A detailed look at what ODOT is doing now is the article “Miles Ahead” in the April/May 2012 issue of Traffic Technology International, in which editor Nick Bradley interviews Jim Whitty of ODOT. The agency received numerous responses to its request for ideas from the private sector, and will use a number of those ideas in its modest new pilot program this fall. Instead of recruiting citizen volunteers, Whitty has taken the bold step of inviting “VIPs”—Oregon transportation commissioners, legislators sitting on transportation committees, etc.–to get them familiar with the new approaches and get their honest feedback.
There will be four basic alternatives in the new pilot test. The basic onboard unit will be a “dongle” that plugs into the vehicle’s diagnostic port and records only total miles driven. A second alternative will make use of existing systems such as Onstar that owners already have in their vehicles, which can report locations as well as miles. A third alternative will couple the dongle with a Bluetooth connection to a smart phone or tablet; this will enable users to distinguish between miles driven in-state (which will be charged for) and those driven out-of-state. The fourth category is aftermarket devices such as navigation units that can also report miles by location, if people choose to use them for that purpose.
And for those not wanting any MBUF technology in their vehicle, ODOT is planning a system by which people can buy miles in, say, 5,000 or 10,000-mile increments. “Over time, people will gravitate toward the easiest method [for them],” Whitty told editor Bradley. “Those who might be anti-technology now may move later to technologies such as a dongle for PAYD [pay as you drive], a smartphone, or a satnav system. [Or] they may decide to opt for a payment solution that allows them to drive and forget about the whole process operating in the background.

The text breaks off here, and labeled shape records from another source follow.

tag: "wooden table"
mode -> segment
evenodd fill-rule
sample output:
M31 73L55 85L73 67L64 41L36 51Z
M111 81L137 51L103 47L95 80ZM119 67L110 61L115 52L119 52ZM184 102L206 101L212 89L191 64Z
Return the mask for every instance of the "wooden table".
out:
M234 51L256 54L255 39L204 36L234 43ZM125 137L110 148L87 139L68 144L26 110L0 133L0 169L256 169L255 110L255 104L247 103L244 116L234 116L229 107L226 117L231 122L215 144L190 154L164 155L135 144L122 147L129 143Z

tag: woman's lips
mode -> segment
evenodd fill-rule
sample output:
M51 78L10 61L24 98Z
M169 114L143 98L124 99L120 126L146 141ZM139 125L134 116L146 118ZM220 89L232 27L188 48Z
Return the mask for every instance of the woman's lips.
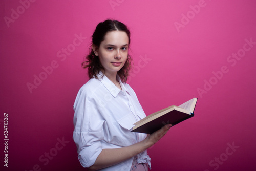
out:
M114 66L118 67L121 65L121 62L111 62L112 65Z

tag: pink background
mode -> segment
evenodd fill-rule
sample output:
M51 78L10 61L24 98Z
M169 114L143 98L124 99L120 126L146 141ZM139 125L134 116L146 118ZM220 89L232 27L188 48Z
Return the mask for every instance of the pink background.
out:
M131 30L129 83L147 115L198 98L195 117L148 149L152 170L256 168L254 1L5 0L0 6L1 142L5 112L9 139L8 167L2 142L0 169L83 170L72 139L73 104L88 79L81 63L90 37L107 18ZM37 85L35 76L42 79Z

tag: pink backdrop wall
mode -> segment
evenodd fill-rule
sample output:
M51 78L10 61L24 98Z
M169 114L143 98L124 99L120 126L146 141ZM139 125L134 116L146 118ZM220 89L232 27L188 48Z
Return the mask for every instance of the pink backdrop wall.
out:
M147 115L198 98L195 117L148 149L152 170L256 168L254 1L5 0L0 6L1 170L83 170L72 106L88 80L80 65L90 37L107 18L131 31L129 83Z

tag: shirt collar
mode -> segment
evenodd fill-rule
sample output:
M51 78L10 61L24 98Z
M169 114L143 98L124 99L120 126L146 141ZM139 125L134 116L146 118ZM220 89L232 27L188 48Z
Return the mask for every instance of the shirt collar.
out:
M102 75L103 75L103 73L101 71L100 71L99 74L97 75L98 78L99 78L99 80L104 85L108 91L112 96L113 96L114 97L116 98L120 92L123 92L124 93L125 93L126 92L130 94L118 76L117 76L118 79L120 82L120 85L122 88L122 90L120 90L117 87L116 87L116 86L105 75L103 76Z

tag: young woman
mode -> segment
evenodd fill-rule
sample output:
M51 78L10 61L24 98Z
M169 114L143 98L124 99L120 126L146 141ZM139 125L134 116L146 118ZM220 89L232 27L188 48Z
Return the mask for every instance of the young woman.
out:
M135 93L126 83L131 59L130 32L123 23L106 20L92 36L87 61L90 80L74 104L73 138L82 166L94 170L148 170L146 149L159 140L171 125L147 136L131 132L146 116Z

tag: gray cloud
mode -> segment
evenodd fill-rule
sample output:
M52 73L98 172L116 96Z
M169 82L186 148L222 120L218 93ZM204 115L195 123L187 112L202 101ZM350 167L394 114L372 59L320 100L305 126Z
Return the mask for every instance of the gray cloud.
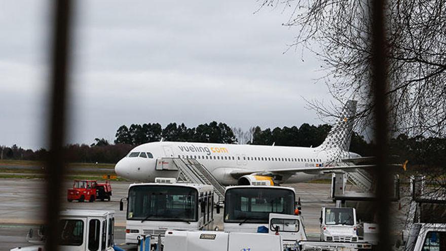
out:
M27 15L17 17L13 2L0 18L8 30L0 105L20 103L0 113L0 144L36 148L44 145L48 14L46 2L29 2ZM301 97L329 95L314 84L322 73L312 56L282 54L296 32L281 26L286 12L253 14L255 1L77 3L70 141L113 140L133 123L320 123Z

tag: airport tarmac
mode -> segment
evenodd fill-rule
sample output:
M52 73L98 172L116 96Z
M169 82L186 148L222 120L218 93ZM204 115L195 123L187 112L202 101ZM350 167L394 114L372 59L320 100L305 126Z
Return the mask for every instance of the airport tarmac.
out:
M116 212L115 240L118 244L125 239L125 213L119 211L119 201L127 197L127 189L131 182L112 182L113 196L110 201L97 201L90 202L68 202L66 190L72 187L71 182L64 183L61 188L65 209L83 209L115 210ZM32 226L41 224L44 219L41 205L47 198L44 193L44 182L40 179L2 179L0 182L0 250L9 250L17 246L29 245L25 236ZM295 189L300 197L303 216L307 233L316 236L319 232L320 208L333 206L328 198L330 184L300 183L289 186ZM297 199L298 198L296 198ZM215 214L214 226L222 229L222 210ZM313 233L312 234L311 233ZM315 237L313 237L315 238ZM130 250L128 249L128 250Z

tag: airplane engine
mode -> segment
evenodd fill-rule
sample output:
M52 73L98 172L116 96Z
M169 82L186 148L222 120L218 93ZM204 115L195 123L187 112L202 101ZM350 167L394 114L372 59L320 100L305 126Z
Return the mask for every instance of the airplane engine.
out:
M237 185L249 186L274 186L273 177L259 175L245 175L239 178Z

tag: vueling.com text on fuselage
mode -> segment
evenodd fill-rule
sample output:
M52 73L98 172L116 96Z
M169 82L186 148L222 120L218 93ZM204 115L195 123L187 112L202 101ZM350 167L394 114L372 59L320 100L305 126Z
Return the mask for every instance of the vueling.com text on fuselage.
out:
M210 155L212 153L229 153L228 149L226 147L196 147L191 145L189 146L178 146L178 148L182 152L205 153L207 155Z

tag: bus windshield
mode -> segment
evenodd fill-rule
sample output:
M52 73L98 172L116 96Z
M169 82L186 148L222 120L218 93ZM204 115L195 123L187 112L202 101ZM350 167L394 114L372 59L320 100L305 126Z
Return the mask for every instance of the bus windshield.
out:
M127 220L197 221L198 192L178 186L134 186L129 190Z
M325 225L353 226L354 224L352 208L325 208Z
M292 214L294 193L282 189L229 189L225 195L225 222L268 223L270 212Z

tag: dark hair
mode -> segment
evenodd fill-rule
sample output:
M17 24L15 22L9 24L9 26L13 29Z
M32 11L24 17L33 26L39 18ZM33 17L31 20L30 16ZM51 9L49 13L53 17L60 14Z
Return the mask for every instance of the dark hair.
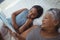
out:
M43 8L41 6L34 5L32 8L36 8L37 9L37 12L38 12L37 17L35 17L35 18L39 18L43 14Z
M4 40L3 37L2 37L2 35L1 35L1 33L0 33L0 40Z
M60 28L60 9L58 8L51 8L48 11L51 11L55 17L56 20L59 21L59 23L56 25L56 31Z

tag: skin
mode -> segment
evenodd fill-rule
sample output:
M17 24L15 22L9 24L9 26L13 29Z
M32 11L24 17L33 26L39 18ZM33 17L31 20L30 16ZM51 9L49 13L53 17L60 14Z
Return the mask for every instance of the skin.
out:
M25 8L26 9L26 8ZM27 28L29 28L30 24L32 23L33 19L38 15L37 14L37 9L36 8L32 8L30 11L29 11L29 14L27 15L28 19L26 20L25 24L23 24L19 29L18 29L18 25L16 24L16 16L21 13L23 10L25 9L21 9L15 13L13 13L12 15L12 24L14 26L14 28L16 30L19 31L19 33L22 33L24 32Z
M56 25L59 23L57 20L54 20L52 14L49 14L50 12L47 12L42 20L42 26L41 28L41 35L45 38L52 38L59 35L58 31L56 31Z

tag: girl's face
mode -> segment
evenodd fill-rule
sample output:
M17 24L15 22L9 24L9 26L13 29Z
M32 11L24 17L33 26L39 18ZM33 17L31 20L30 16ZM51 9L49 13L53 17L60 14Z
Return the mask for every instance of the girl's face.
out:
M37 9L36 8L32 8L30 11L29 11L29 14L28 14L28 18L35 18L37 16Z

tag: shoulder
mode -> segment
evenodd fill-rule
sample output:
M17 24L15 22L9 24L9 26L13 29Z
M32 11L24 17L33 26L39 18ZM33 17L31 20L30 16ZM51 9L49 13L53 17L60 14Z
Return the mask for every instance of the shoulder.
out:
M27 35L26 40L33 40L39 34L39 28L35 28L31 30L31 32Z

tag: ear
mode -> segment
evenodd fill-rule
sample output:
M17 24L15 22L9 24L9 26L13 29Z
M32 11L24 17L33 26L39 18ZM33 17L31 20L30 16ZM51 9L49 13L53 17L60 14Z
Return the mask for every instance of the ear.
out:
M59 24L59 21L55 20L54 25L56 26L57 24Z

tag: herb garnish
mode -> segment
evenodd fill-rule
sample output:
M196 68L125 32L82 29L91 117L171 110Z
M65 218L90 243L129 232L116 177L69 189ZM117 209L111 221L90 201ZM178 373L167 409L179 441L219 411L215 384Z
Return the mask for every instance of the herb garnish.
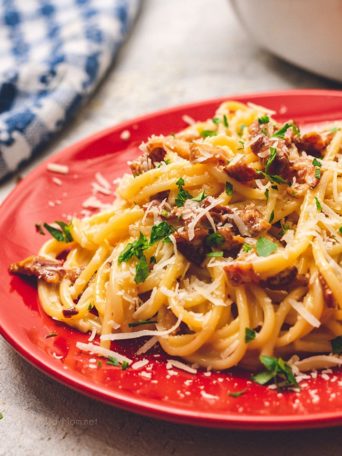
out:
M261 363L266 370L252 375L252 380L259 385L266 385L271 380L277 385L277 388L299 388L299 385L293 375L291 367L281 358L273 356L260 356Z
M255 339L256 332L252 328L246 328L245 329L245 342L248 344L249 342L252 342L252 340Z
M116 367L119 365L119 361L116 358L114 358L114 356L108 356L107 364L108 364L108 366Z
M246 391L247 391L247 388L245 388L244 390L241 390L241 391L229 391L228 392L228 396L230 396L230 397L240 397L240 396L243 396Z
M215 131L215 130L202 130L200 132L200 135L202 136L202 138L207 138L208 136L216 136L217 135L217 131Z
M270 118L268 117L267 114L264 114L263 116L259 117L259 119L258 119L259 125L268 123L269 121L270 121Z
M335 339L330 341L332 352L335 355L340 355L342 353L342 336L337 336Z
M65 223L63 221L56 221L54 222L56 225L60 227L56 228L48 223L44 223L43 226L39 225L38 223L35 224L36 231L39 234L45 235L43 227L46 229L48 233L51 234L53 238L55 238L58 242L72 242L73 238L70 232L71 224Z
M260 237L256 243L256 252L258 256L267 257L277 250L277 244L265 237Z
M153 323L157 323L157 320L139 320L139 321L131 321L128 323L129 328L136 328L137 326L141 325L152 325Z
M146 257L145 257L145 255L143 255L141 258L139 258L139 261L135 267L135 276L134 276L135 283L145 282L149 272L150 272L150 269L148 267Z
M192 195L190 195L189 192L187 192L186 190L184 190L184 179L182 177L180 177L178 179L178 181L176 182L176 185L178 187L178 195L176 196L176 200L175 200L175 203L176 203L176 206L177 207L182 207L184 206L184 203L187 199L191 199L192 198Z
M211 233L205 238L205 243L209 247L219 247L224 243L224 237L220 233Z
M289 123L285 123L278 131L276 131L275 133L273 133L272 136L276 137L276 138L281 138L281 139L284 139L285 137L285 133L287 132L287 130L289 128L292 128L292 131L293 133L298 136L300 134L300 131L299 131L299 128L296 124L289 124Z
M215 252L207 253L207 257L209 258L219 258L223 256L222 250L216 250Z
M233 194L234 189L233 189L233 185L230 182L226 182L225 189L226 189L226 193L228 196L231 196Z
M129 242L123 251L119 255L119 263L128 261L133 257L140 258L143 255L143 251L149 247L146 236L142 233L139 235L139 239L134 242Z
M157 241L168 238L170 234L173 233L173 231L174 228L167 222L160 222L158 225L154 225L151 231L150 245L154 244Z
M315 196L315 203L316 203L316 208L317 208L318 212L322 212L322 205L321 205L319 199L317 198L317 196Z

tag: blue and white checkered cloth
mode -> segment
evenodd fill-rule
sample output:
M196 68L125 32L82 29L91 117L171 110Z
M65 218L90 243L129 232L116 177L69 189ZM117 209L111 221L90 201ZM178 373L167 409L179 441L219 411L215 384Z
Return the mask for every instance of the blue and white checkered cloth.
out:
M108 70L140 0L0 0L0 179L66 124Z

We have to let that evolution happen.”
Whitty and his ODOT colleagues hope the trials will lead to legislation to put in place an initial MBUF system for electric cars and hybrids, so that green vehicles can pay their fair share of highway costs. As federal fuel economy mandates and fleet turnover lead to a doubling of average MPG over the next two decades, the need to charge the rest of the vehicle fleet per mile rather than per gallon will become more acute, generating political support for much broader use of MBUFs and the probable phase-out of fuel taxes. I think Oregon DOT has some good ideas, and I’ll be following their new trial with great interest.
Bob Poole is director of transportation policy and Searle Freedom Trust Transportation Fellow at Reason Foundation. Poole, an MIT-trained engineer, has advised the previous four presidential administrations on transportation and policy issues.